Snowflake Publishing

LakeXpress creates Snowflake tables from exported Parquet files, enabling queries on data stored in S3, Azure, or GCS.

Table of Contents

Prerequisites

1. Snowflake Setup

Required objects:

  • Database (e.g., LAKEXPRESS_DB)
  • Warehouse (e.g., SNOWFLAKE_LEARNING_WH)
  • Stage pointing to S3 bucket (e.g., AWSS3_AWDW_STAGE)

Required privileges:

USE ROLE ACCOUNTADMIN;
GRANT CREATE SCHEMA ON DATABASE LAKEXPRESS_DB TO ROLE SYSADMIN;
GRANT USAGE ON WAREHOUSE SNOWFLAKE_LEARNING_WH TO ROLE SYSADMIN;
GRANT USAGE ON STAGE LAKEXPRESS_DB.PUBLIC.AWSS3_AWDW_STAGE TO ROLE SYSADMIN;

2. Cloud Storage Setup

Both S3 and Snowflake credentials must be in your credentials.json:

{
  "aws_s3_01": {
    "ds_type": "s3",
    "auth_mode": "profile",
    "info": {
      "directory": "s3://aetplakexpress/lakexpress/",
      "profile": "lakexpress"
    }
  },
  "snowflake_prod": {
    "ds_type": "snowflake",
    "auth_mode": "password",
    "info": {
      "account": "tj36405.eu-west-1",
      "user": "FRANCOIS.PACULL",
      "password": "your-password",
      "warehouse": "SNOWFLAKE_LEARNING_WH",
      "database": "LAKEXPRESS_DB",
      "stage": "AWSS3_AWDW_STAGE"
    }
  }
}

Critical: The S3 directory path must exactly match the Snowflake stage location.

Verify the match:

DESC STAGE LAKEXPRESS_DB.PUBLIC.AWSS3_AWDW_STAGE;
-- URL column shows: s3://aetplakexpress/lakexpress/

-- This MUST match your S3 credentials directory
-- "directory": "s3://aetplakexpress/lakexpress/"  ✓ Correct
-- "directory": "s3://aetplakexpress/"              ✗ Wrong - files won't be found

Authentication Modes

Password Authentication

{
  "snowflake_prod": {
    "ds_type": "snowflake",
    "auth_mode": "password",
    "info": {
      "account": "tj36405.eu-west-1",
      "user": "FRANCOIS.PACULL",
      "password": "your-password",
      "warehouse": "SNOWFLAKE_LEARNING_WH",
      "database": "LAKEXPRESS_DB",
      "stage": "AWSS3_AWDW_STAGE"
    }
  }
}

Programmatic Access Token (PAT) Authentication

Recommended for automation:

{
  "snowflake_prod": {
    "ds_type": "snowflake",
    "auth_mode": "pat",
    "info": {
      "account": "tj36405.eu-west-1",
      "user": "FRANCOIS.PACULL",
      "token": "your-personal-access-token",
      "warehouse": "SNOWFLAKE_LEARNING_WH",
      "database": "LAKEXPRESS_DB",
      "stage": "AWSS3_AWDW_STAGE"
    }
  }
}

PATs require a network policy configured for the user.

PAT benefits:

  • Easily rotated, configurable lifetime
  • No MFA prompts – suited for CI/CD pipelines

Table Types

External Tables

Data stays in cloud storage; Snowflake stores only metadata. Views are auto-created for cleaner querying.

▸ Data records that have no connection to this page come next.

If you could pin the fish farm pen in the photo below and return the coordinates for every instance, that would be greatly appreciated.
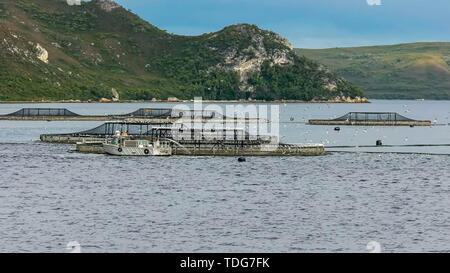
(185, 141)
(156, 115)
(371, 119)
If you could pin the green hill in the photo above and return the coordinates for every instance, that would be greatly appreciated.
(52, 51)
(408, 71)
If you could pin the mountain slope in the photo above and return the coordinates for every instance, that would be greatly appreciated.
(413, 71)
(50, 50)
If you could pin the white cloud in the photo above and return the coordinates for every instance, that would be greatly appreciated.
(374, 2)
(74, 2)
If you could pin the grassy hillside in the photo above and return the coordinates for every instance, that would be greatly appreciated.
(413, 71)
(52, 51)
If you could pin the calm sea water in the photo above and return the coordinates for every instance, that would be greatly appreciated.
(399, 197)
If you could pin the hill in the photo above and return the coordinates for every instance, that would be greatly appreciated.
(405, 71)
(51, 50)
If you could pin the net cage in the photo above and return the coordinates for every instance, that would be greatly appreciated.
(175, 113)
(178, 133)
(48, 112)
(110, 129)
(372, 116)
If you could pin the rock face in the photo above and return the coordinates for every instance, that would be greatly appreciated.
(249, 60)
(108, 5)
(100, 50)
(42, 53)
(74, 2)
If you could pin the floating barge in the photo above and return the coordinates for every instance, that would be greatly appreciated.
(187, 142)
(371, 119)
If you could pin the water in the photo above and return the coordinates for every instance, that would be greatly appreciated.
(333, 203)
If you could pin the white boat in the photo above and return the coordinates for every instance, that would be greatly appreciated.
(121, 146)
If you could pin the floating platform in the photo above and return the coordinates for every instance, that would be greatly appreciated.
(371, 119)
(225, 149)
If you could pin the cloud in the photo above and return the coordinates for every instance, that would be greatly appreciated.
(374, 2)
(74, 2)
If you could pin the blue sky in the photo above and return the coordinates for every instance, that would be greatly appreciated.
(307, 23)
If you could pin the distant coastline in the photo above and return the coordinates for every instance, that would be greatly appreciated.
(187, 101)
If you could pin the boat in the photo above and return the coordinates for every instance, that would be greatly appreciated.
(122, 145)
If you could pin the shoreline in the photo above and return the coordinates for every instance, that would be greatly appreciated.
(182, 101)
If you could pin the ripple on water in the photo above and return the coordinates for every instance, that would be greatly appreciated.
(338, 202)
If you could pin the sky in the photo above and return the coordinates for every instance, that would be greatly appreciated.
(307, 23)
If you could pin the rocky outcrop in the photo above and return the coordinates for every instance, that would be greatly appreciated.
(41, 53)
(108, 5)
(248, 61)
(74, 2)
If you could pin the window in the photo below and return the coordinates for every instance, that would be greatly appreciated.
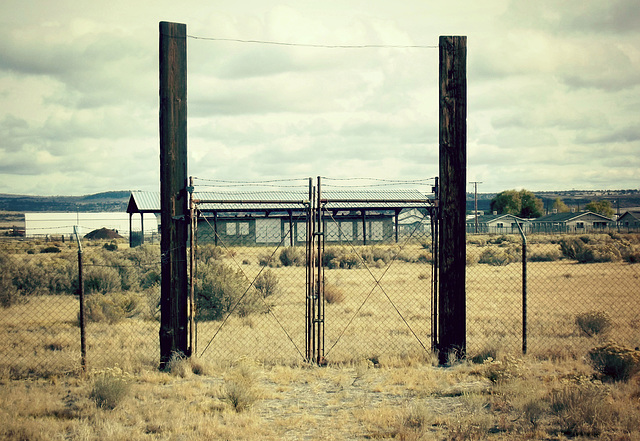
(346, 230)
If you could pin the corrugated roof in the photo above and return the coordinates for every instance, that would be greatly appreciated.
(487, 218)
(634, 214)
(566, 217)
(144, 201)
(287, 200)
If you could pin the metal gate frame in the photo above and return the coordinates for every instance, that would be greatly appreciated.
(314, 250)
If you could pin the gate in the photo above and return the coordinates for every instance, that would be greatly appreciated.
(289, 276)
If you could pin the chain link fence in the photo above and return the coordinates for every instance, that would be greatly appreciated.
(574, 292)
(40, 332)
(251, 297)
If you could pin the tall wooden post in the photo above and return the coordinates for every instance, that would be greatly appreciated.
(173, 190)
(453, 178)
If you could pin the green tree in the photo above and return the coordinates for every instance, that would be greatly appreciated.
(521, 203)
(507, 202)
(602, 207)
(560, 206)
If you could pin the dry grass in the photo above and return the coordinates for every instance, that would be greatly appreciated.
(249, 382)
(247, 400)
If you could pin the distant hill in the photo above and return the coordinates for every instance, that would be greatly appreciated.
(106, 201)
(623, 199)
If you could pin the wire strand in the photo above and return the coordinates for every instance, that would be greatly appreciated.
(322, 46)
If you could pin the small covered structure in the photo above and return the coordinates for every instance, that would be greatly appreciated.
(268, 217)
(147, 205)
(497, 224)
(55, 224)
(578, 222)
(630, 221)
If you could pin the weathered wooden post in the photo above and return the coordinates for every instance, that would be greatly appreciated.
(453, 178)
(173, 190)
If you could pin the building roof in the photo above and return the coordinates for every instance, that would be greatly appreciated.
(568, 217)
(141, 201)
(144, 202)
(489, 218)
(633, 213)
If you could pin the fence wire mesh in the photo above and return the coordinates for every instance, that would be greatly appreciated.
(377, 288)
(580, 290)
(250, 288)
(39, 320)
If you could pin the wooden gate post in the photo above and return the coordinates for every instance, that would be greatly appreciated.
(173, 190)
(453, 177)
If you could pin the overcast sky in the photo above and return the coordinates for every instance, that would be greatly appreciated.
(553, 92)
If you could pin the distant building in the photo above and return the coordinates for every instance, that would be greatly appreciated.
(580, 222)
(58, 224)
(630, 221)
(497, 224)
(272, 217)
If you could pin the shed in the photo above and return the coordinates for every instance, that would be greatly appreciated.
(63, 223)
(266, 217)
(497, 224)
(578, 222)
(630, 221)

  • No data loading time or Snowflake storage costs
  • Immediate availability after export
  • Suited for: data lake integration, infrequent access, exploration, ETL staging
./LakeXpress \
  -a data/ds_credentials.json \
  --source_db_auth_id ds_04_pg \
  --target_storage_id aws_s3_01 \
  --publish_target snowflake_prod \
  --snowflake_table_type external  # Default

Internal Tables

Data is loaded into Snowflake storage with full feature support (clustering, time travel, etc.). Can include PRIMARY KEY constraints from source.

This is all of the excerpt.